Wheat Disease Forecasting
Forecasting models are available again this growing season to enable wheat and barley growers to track development of leaf diseases and Fusarium head blight (FHB, scab) and time fungicide treatment for suppression if needed.

The NDSU Small Grain Disease Forecasting System can be found online at www.ag.ndsu.nodak.edu/cropdisease/cropdisease.htm . (Recorded updates and information by phone: 1-888-248-7382, 231-6601 in Fargo area)

A similar forecasting system for Minnesota can be found online at http://mawg.cropdisease.com and South Dakota at http://plantsci.sdstate.edu/smallgrains path – Click on “SD Scab Advisory.”

The FHB forecasting systems are based on locally available weather information such as relative humidity, temperature, and hours of rainfall. The forecasting information attempts to alert producers to the potential for an environment that promotes Fusarium spore production and spread beginning seven days prior to wheat flowering. Growers are encouraged to use the models as another management tool, but cautioned against considering predictions as absolute, as weather conditions and disease levels can change daily.

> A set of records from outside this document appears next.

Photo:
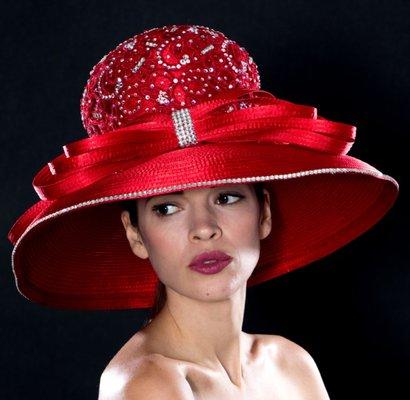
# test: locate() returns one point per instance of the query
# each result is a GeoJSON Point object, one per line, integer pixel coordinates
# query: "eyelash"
{"type": "Point", "coordinates": [158, 206]}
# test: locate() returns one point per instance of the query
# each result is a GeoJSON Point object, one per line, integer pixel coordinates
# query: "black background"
{"type": "Point", "coordinates": [350, 59]}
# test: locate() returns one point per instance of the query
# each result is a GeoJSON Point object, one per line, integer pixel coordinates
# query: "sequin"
{"type": "Point", "coordinates": [191, 63]}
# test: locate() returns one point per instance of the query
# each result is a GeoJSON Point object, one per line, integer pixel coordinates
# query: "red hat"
{"type": "Point", "coordinates": [176, 108]}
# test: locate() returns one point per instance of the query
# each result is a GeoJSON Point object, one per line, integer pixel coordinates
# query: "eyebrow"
{"type": "Point", "coordinates": [147, 199]}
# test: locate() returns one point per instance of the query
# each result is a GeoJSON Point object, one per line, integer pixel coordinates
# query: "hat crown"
{"type": "Point", "coordinates": [163, 70]}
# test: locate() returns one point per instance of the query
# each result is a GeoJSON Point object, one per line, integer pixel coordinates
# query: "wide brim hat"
{"type": "Point", "coordinates": [70, 248]}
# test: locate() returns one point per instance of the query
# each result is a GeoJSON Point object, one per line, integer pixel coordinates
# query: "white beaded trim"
{"type": "Point", "coordinates": [184, 127]}
{"type": "Point", "coordinates": [195, 184]}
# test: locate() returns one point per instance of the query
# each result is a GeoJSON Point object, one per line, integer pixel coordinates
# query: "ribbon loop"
{"type": "Point", "coordinates": [240, 115]}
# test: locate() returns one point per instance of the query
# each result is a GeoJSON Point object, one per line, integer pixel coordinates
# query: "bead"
{"type": "Point", "coordinates": [167, 189]}
{"type": "Point", "coordinates": [122, 85]}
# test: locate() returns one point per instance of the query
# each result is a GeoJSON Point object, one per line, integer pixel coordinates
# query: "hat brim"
{"type": "Point", "coordinates": [73, 253]}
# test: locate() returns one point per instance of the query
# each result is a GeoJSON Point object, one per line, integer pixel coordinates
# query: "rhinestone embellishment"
{"type": "Point", "coordinates": [184, 127]}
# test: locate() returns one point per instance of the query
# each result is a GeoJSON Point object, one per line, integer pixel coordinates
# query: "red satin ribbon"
{"type": "Point", "coordinates": [273, 120]}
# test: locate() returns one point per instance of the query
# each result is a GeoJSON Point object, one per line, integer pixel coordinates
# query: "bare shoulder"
{"type": "Point", "coordinates": [148, 377]}
{"type": "Point", "coordinates": [299, 369]}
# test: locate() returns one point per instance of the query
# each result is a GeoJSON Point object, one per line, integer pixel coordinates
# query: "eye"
{"type": "Point", "coordinates": [225, 195]}
{"type": "Point", "coordinates": [157, 209]}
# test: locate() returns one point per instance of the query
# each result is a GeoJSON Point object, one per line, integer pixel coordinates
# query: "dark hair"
{"type": "Point", "coordinates": [161, 294]}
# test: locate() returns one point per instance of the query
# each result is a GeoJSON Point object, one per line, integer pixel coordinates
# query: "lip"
{"type": "Point", "coordinates": [209, 255]}
{"type": "Point", "coordinates": [221, 260]}
{"type": "Point", "coordinates": [213, 268]}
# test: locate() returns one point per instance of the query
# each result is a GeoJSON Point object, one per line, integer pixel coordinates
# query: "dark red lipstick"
{"type": "Point", "coordinates": [210, 262]}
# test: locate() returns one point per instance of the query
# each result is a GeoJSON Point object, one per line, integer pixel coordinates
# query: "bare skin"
{"type": "Point", "coordinates": [196, 343]}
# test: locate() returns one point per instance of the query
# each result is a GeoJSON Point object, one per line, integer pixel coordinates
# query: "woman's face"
{"type": "Point", "coordinates": [174, 228]}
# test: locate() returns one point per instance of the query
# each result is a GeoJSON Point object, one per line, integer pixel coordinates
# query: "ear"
{"type": "Point", "coordinates": [134, 236]}
{"type": "Point", "coordinates": [265, 220]}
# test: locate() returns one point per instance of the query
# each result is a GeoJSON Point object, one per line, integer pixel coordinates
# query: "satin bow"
{"type": "Point", "coordinates": [269, 119]}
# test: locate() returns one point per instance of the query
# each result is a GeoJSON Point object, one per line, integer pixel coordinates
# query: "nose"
{"type": "Point", "coordinates": [205, 227]}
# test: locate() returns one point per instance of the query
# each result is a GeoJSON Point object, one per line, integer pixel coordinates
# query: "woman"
{"type": "Point", "coordinates": [194, 346]}
{"type": "Point", "coordinates": [191, 168]}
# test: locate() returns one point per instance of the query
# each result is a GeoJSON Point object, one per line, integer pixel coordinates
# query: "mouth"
{"type": "Point", "coordinates": [209, 267]}
{"type": "Point", "coordinates": [209, 258]}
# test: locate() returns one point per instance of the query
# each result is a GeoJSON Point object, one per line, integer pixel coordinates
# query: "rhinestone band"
{"type": "Point", "coordinates": [135, 195]}
{"type": "Point", "coordinates": [184, 127]}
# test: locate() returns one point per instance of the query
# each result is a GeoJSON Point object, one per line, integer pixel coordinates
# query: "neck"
{"type": "Point", "coordinates": [208, 333]}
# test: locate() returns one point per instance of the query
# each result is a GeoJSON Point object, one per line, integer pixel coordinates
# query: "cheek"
{"type": "Point", "coordinates": [165, 249]}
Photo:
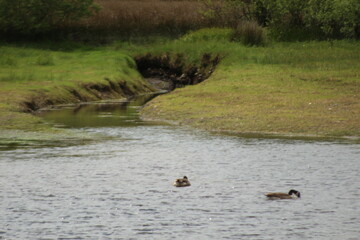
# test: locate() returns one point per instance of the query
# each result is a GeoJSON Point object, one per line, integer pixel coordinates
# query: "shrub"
{"type": "Point", "coordinates": [36, 16]}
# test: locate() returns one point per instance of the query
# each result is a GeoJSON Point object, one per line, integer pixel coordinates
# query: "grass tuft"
{"type": "Point", "coordinates": [249, 33]}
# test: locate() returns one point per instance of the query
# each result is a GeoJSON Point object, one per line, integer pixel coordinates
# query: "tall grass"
{"type": "Point", "coordinates": [124, 18]}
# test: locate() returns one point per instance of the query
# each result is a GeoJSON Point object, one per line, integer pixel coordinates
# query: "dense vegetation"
{"type": "Point", "coordinates": [308, 87]}
{"type": "Point", "coordinates": [106, 20]}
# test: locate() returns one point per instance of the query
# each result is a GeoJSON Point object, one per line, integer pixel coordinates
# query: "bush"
{"type": "Point", "coordinates": [249, 33]}
{"type": "Point", "coordinates": [37, 16]}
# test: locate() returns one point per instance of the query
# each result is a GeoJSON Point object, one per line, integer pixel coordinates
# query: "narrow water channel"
{"type": "Point", "coordinates": [121, 188]}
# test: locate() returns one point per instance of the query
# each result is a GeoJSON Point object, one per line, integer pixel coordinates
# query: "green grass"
{"type": "Point", "coordinates": [29, 74]}
{"type": "Point", "coordinates": [305, 88]}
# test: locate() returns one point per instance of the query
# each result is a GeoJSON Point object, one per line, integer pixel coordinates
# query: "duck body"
{"type": "Point", "coordinates": [182, 182]}
{"type": "Point", "coordinates": [293, 194]}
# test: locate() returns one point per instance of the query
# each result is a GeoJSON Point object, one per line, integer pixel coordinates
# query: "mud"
{"type": "Point", "coordinates": [173, 71]}
{"type": "Point", "coordinates": [83, 93]}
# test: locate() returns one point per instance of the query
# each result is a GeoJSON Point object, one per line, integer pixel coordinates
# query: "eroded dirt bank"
{"type": "Point", "coordinates": [169, 72]}
{"type": "Point", "coordinates": [84, 92]}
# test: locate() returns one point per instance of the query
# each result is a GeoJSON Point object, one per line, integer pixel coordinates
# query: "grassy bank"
{"type": "Point", "coordinates": [307, 88]}
{"type": "Point", "coordinates": [31, 78]}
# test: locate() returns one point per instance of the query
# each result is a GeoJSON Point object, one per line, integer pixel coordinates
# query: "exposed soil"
{"type": "Point", "coordinates": [168, 72]}
{"type": "Point", "coordinates": [85, 92]}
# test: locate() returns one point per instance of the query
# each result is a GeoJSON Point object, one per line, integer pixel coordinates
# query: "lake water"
{"type": "Point", "coordinates": [121, 188]}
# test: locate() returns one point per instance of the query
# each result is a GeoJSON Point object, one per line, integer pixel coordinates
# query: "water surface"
{"type": "Point", "coordinates": [121, 188]}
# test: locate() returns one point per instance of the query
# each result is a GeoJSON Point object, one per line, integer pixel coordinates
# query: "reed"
{"type": "Point", "coordinates": [140, 17]}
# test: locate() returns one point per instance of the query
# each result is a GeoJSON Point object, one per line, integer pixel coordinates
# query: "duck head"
{"type": "Point", "coordinates": [296, 193]}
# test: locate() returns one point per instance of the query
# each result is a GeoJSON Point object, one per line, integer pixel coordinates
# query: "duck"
{"type": "Point", "coordinates": [293, 194]}
{"type": "Point", "coordinates": [182, 182]}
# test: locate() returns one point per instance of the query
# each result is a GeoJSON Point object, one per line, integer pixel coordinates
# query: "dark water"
{"type": "Point", "coordinates": [122, 188]}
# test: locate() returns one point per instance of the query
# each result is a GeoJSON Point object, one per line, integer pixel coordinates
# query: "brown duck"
{"type": "Point", "coordinates": [293, 194]}
{"type": "Point", "coordinates": [182, 182]}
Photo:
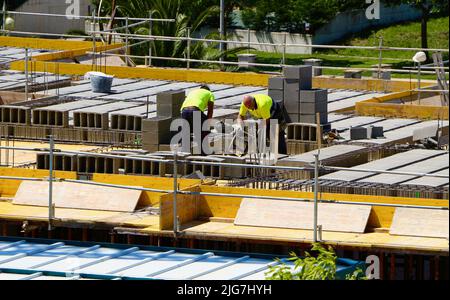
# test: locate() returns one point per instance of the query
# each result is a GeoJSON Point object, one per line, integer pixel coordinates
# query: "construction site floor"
{"type": "Point", "coordinates": [375, 240]}
{"type": "Point", "coordinates": [12, 212]}
{"type": "Point", "coordinates": [20, 158]}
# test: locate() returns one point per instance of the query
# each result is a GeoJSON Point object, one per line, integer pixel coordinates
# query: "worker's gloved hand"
{"type": "Point", "coordinates": [238, 128]}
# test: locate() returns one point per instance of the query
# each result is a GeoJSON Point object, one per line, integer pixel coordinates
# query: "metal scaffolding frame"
{"type": "Point", "coordinates": [95, 34]}
{"type": "Point", "coordinates": [177, 159]}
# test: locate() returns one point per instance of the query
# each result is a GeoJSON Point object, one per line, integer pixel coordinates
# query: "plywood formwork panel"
{"type": "Point", "coordinates": [299, 215]}
{"type": "Point", "coordinates": [390, 163]}
{"type": "Point", "coordinates": [78, 196]}
{"type": "Point", "coordinates": [420, 222]}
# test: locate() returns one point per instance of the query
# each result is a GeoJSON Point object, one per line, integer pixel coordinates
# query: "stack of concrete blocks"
{"type": "Point", "coordinates": [276, 89]}
{"type": "Point", "coordinates": [314, 62]}
{"type": "Point", "coordinates": [300, 100]}
{"type": "Point", "coordinates": [353, 74]}
{"type": "Point", "coordinates": [20, 115]}
{"type": "Point", "coordinates": [381, 71]}
{"type": "Point", "coordinates": [156, 134]}
{"type": "Point", "coordinates": [364, 133]}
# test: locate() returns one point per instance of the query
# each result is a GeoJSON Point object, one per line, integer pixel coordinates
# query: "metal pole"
{"type": "Point", "coordinates": [50, 185]}
{"type": "Point", "coordinates": [418, 82]}
{"type": "Point", "coordinates": [380, 58]}
{"type": "Point", "coordinates": [150, 32]}
{"type": "Point", "coordinates": [316, 194]}
{"type": "Point", "coordinates": [126, 41]}
{"type": "Point", "coordinates": [148, 107]}
{"type": "Point", "coordinates": [284, 49]}
{"type": "Point", "coordinates": [175, 191]}
{"type": "Point", "coordinates": [222, 26]}
{"type": "Point", "coordinates": [26, 74]}
{"type": "Point", "coordinates": [248, 40]}
{"type": "Point", "coordinates": [4, 15]}
{"type": "Point", "coordinates": [189, 48]}
{"type": "Point", "coordinates": [94, 58]}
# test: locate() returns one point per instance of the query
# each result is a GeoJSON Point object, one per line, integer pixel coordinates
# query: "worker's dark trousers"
{"type": "Point", "coordinates": [188, 115]}
{"type": "Point", "coordinates": [277, 112]}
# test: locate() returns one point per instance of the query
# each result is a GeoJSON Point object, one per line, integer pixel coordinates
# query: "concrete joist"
{"type": "Point", "coordinates": [20, 115]}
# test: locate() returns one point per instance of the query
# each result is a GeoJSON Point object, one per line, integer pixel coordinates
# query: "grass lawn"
{"type": "Point", "coordinates": [406, 35]}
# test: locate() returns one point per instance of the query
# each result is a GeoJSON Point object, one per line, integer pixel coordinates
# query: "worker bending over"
{"type": "Point", "coordinates": [262, 107]}
{"type": "Point", "coordinates": [196, 103]}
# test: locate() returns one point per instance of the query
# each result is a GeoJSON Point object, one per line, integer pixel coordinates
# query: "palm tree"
{"type": "Point", "coordinates": [168, 9]}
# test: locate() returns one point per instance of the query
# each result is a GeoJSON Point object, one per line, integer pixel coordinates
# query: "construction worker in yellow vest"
{"type": "Point", "coordinates": [196, 103]}
{"type": "Point", "coordinates": [263, 107]}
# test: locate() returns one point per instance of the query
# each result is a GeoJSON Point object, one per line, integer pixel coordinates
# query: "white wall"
{"type": "Point", "coordinates": [272, 38]}
{"type": "Point", "coordinates": [59, 25]}
{"type": "Point", "coordinates": [356, 21]}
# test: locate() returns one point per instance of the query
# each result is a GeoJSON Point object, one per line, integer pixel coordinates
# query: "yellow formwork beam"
{"type": "Point", "coordinates": [8, 188]}
{"type": "Point", "coordinates": [368, 84]}
{"type": "Point", "coordinates": [402, 111]}
{"type": "Point", "coordinates": [250, 79]}
{"type": "Point", "coordinates": [73, 53]}
{"type": "Point", "coordinates": [147, 198]}
{"type": "Point", "coordinates": [227, 207]}
{"type": "Point", "coordinates": [38, 43]}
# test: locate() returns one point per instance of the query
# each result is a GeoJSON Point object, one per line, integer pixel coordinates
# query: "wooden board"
{"type": "Point", "coordinates": [78, 196]}
{"type": "Point", "coordinates": [300, 215]}
{"type": "Point", "coordinates": [420, 222]}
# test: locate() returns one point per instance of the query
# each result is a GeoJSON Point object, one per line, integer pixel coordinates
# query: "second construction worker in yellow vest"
{"type": "Point", "coordinates": [196, 103]}
{"type": "Point", "coordinates": [261, 106]}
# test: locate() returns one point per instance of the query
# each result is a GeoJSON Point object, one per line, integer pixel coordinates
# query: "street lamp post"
{"type": "Point", "coordinates": [222, 26]}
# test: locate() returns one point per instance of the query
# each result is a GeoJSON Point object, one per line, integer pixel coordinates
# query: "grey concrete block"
{"type": "Point", "coordinates": [291, 95]}
{"type": "Point", "coordinates": [358, 133]}
{"type": "Point", "coordinates": [311, 118]}
{"type": "Point", "coordinates": [168, 104]}
{"type": "Point", "coordinates": [276, 83]}
{"type": "Point", "coordinates": [313, 96]}
{"type": "Point", "coordinates": [385, 75]}
{"type": "Point", "coordinates": [150, 147]}
{"type": "Point", "coordinates": [294, 118]}
{"type": "Point", "coordinates": [157, 130]}
{"type": "Point", "coordinates": [292, 106]}
{"type": "Point", "coordinates": [355, 74]}
{"type": "Point", "coordinates": [301, 73]}
{"type": "Point", "coordinates": [315, 63]}
{"type": "Point", "coordinates": [313, 108]}
{"type": "Point", "coordinates": [277, 95]}
{"type": "Point", "coordinates": [377, 132]}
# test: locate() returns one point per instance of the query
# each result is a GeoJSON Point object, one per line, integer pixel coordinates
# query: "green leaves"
{"type": "Point", "coordinates": [321, 266]}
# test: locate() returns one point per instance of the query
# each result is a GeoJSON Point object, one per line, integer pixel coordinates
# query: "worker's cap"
{"type": "Point", "coordinates": [205, 87]}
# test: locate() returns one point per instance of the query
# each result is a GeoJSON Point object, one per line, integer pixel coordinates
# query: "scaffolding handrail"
{"type": "Point", "coordinates": [194, 193]}
{"type": "Point", "coordinates": [175, 39]}
{"type": "Point", "coordinates": [248, 166]}
{"type": "Point", "coordinates": [85, 17]}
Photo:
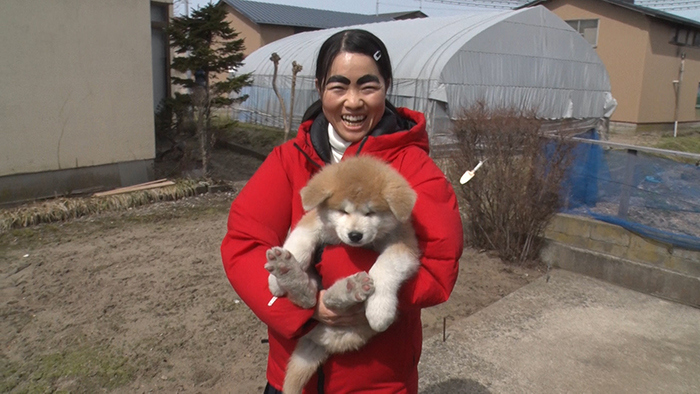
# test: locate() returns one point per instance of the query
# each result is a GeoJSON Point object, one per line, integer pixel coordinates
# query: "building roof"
{"type": "Point", "coordinates": [285, 15]}
{"type": "Point", "coordinates": [634, 7]}
{"type": "Point", "coordinates": [528, 58]}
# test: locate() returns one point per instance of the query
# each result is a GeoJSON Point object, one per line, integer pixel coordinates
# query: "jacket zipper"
{"type": "Point", "coordinates": [307, 156]}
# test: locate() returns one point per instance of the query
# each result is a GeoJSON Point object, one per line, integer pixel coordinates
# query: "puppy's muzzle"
{"type": "Point", "coordinates": [355, 236]}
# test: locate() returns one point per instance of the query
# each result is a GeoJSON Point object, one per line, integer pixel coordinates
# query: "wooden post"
{"type": "Point", "coordinates": [275, 59]}
{"type": "Point", "coordinates": [627, 184]}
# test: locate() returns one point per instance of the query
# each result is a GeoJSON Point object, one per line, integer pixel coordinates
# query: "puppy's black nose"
{"type": "Point", "coordinates": [355, 236]}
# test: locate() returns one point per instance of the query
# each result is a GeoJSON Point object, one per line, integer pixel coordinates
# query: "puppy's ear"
{"type": "Point", "coordinates": [314, 194]}
{"type": "Point", "coordinates": [401, 199]}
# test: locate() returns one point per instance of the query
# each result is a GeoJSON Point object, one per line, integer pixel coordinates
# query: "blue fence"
{"type": "Point", "coordinates": [651, 192]}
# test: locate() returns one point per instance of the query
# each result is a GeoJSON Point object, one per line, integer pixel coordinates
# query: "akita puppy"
{"type": "Point", "coordinates": [364, 202]}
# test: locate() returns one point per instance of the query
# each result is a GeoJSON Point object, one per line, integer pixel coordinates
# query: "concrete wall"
{"type": "Point", "coordinates": [614, 254]}
{"type": "Point", "coordinates": [641, 61]}
{"type": "Point", "coordinates": [76, 83]}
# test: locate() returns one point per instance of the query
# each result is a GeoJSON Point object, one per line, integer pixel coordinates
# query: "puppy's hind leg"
{"type": "Point", "coordinates": [305, 360]}
{"type": "Point", "coordinates": [349, 291]}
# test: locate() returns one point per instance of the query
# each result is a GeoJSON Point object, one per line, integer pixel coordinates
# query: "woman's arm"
{"type": "Point", "coordinates": [438, 227]}
{"type": "Point", "coordinates": [259, 219]}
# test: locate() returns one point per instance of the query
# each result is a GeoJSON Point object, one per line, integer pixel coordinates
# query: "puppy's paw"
{"type": "Point", "coordinates": [380, 312]}
{"type": "Point", "coordinates": [349, 291]}
{"type": "Point", "coordinates": [275, 287]}
{"type": "Point", "coordinates": [280, 262]}
{"type": "Point", "coordinates": [287, 278]}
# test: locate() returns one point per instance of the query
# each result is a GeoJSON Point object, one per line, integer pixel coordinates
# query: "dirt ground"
{"type": "Point", "coordinates": [137, 301]}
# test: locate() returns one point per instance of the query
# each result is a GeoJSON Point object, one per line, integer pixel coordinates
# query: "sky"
{"type": "Point", "coordinates": [430, 8]}
{"type": "Point", "coordinates": [360, 6]}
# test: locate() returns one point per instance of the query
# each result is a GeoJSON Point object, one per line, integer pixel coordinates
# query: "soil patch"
{"type": "Point", "coordinates": [137, 301]}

Sclerotinia Risk Map for Canola Online
Sclerotinia risk forecasting maps for North Dakota and northwest Minnesota can be found online: www.ag.ndsu.nodak .edu/aginfo/sclerotinia/sclerotinia.htm. The forecasting system is based on soil moisture as it is required for the apothecia (small mushroom structures) to grow from the sclerotia in the soil. The apothecia produce the spores that infect canola petals. It is important to know the growth stage of canola fields when checking the risk map. Canola is only susceptible to Sclerotinia infection when it is flowering.